A Geiger counter is used to detect charged particles emitted by radioactive nuclei. It consists of a thin, positively charged central wire of radius Rₐ surrounded by a concentric conducting cylinder of radius Rᵦ with an equal negative charge (Fig. 23–57). The charge per unit length on the inner wire is λ (units C/m). The interior space between wire and cylinder is filled with low-pressure inert gas. Charged particles ionize some of these gas atoms; the resulting free electrons are attracted toward the positive central wire. If the radial electric field is strong enough, the freed electrons gain enough energy to ionize other atoms, causing an “avalanche” of electrons to strike the central wire, generating an electric “signal.” Find the expression for the electric field between the wire and the cylinder, and (b) show that the potential difference between Rₐ and Rᵦ is Vₐ - Vᵦ = ( λ / 2π∊₀ ) ln( Rᵦ/Rₐ) .

An infinite slab of charge is centered in the xy-plane. It has charge density $\rho ={\rho }_0{e}^{-\mid z\mid /z_e}$, where ρ₀ and z₀ are constants. This is a charge density that decreases exponentially as you move away from z = 0 in either the positive or negative direction. Find the electric field strength at distance z from the center of the slab.

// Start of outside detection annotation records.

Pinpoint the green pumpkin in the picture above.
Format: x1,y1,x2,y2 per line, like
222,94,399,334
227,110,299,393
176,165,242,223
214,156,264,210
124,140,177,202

A sphere of radius R has total charge Q. The volume charge density (C/m³) within the sphere is p(r) = C/r², where C is a constant to be determined. Use Gauss’s law to find an expression for the electric field strength E inside the sphere, r ≤ R, in terms of Q and R.

An infinite cylinder of radius R has a linear charge density λ. The volume charge density (C/m³) within the cylinder (r ≤ R) is $p\left(r\right)=r{p}_0/R$, where p₀ is a constant to be determined. Use Gauss’s law to find an expression for the electric field strength E inside the cylinder, r ≤ R, in terms of λ and R.